Meta de inflação atual é irrealista, e ideia de Lula é acertada, diz banqueiro
“Temos que ser realistas. O Brasil nunca teve uma inflação consistentemente abaixo de 4%”, diz o fundador do BR Partners Ricardo Lacerda
JOANA CUNHA
SÃO PAULO, SP
A ideia do presidente Luiz Inácio Lula da Silva de mudar meta de inflação para conter a taxa de juros, reiterada nesta quinta (6), é acertada, na opinião de Ricardo Lacerda, fundador do BR Partners.
Para o banqueiro, que tem sido um dos porta-vozes da preocupação do empresariado com a deterioração do crédito, uma meta de 4,75% ou 5,25% seria mais adequada ao momento e permitiria um ajuste na política monetária. “Temos que ser realistas.

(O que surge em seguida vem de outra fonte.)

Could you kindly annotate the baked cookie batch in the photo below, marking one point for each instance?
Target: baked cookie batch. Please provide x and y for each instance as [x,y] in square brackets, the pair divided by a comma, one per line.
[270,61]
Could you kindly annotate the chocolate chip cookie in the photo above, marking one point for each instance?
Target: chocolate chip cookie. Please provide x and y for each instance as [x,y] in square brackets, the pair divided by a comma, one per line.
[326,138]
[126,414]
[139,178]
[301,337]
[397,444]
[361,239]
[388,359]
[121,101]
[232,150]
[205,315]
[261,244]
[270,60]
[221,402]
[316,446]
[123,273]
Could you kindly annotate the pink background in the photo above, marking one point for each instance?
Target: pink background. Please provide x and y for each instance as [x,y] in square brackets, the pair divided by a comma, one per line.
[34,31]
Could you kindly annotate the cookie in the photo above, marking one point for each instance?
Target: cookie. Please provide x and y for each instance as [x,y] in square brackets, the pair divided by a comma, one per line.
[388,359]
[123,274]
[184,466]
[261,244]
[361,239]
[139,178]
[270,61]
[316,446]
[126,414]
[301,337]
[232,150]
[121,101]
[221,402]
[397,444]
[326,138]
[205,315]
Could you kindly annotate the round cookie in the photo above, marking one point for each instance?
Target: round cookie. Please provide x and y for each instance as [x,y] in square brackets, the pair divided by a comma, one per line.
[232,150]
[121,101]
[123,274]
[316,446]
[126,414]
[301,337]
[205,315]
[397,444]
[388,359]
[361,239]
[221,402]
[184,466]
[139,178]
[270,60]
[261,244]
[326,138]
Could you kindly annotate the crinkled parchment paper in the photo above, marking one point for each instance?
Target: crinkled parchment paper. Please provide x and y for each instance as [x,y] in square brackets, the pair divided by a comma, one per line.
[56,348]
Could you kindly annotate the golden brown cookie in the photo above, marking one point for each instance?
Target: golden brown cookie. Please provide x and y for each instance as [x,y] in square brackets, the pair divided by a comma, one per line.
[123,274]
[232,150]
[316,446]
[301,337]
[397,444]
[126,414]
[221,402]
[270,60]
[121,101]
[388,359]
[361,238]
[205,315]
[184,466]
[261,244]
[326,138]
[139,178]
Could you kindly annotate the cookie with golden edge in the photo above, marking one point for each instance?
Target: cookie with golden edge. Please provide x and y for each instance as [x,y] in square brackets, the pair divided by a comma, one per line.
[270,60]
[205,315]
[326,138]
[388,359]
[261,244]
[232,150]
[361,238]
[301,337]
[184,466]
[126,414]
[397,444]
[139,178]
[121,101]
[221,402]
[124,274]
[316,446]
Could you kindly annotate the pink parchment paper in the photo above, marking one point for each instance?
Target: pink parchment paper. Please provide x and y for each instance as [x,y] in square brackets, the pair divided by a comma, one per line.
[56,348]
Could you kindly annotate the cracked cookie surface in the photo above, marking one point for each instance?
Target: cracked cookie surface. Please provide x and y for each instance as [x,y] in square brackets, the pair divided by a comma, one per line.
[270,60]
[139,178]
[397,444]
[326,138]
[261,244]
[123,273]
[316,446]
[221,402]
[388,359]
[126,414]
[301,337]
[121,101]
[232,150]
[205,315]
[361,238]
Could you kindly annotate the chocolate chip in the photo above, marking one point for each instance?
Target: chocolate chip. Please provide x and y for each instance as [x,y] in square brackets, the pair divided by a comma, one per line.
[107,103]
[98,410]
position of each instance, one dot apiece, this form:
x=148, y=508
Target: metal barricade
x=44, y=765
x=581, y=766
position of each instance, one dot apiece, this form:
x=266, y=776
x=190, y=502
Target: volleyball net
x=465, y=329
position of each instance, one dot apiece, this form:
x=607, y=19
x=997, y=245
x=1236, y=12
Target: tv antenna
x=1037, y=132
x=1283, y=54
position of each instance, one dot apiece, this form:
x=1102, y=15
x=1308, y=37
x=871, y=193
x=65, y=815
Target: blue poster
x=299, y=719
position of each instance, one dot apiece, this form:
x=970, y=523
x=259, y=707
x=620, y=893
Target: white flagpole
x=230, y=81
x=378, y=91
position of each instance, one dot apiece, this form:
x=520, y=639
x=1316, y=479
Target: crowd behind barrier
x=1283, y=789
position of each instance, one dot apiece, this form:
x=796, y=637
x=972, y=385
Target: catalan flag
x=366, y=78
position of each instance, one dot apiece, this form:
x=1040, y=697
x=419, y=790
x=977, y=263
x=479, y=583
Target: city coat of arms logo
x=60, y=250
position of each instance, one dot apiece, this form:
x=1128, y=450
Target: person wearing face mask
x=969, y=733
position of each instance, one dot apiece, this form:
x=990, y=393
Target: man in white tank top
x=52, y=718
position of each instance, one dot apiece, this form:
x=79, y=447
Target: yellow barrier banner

O Brasil nunca teve uma inflação consistentemente abaixo de 4%”, diz Lacerda.
O sr. tem manifestado preocupação com o crédito. Qual é a perspectiva?
Estou muito preocupado com a velocidade da deterioração. No ano passado já vimos o início dessa deterioração no crédito de pessoas físicas. Agora estamos vendo forte deterioração no balanço das empresas.
Grandes empresas estão cortando investimentos. Médias e pequenas estão sendo sufocadas pela enorme carga de juros. Está acontecendo de maneira muito rápida e preocupante.
O Banco Central exagerou? O sr. vê viés político?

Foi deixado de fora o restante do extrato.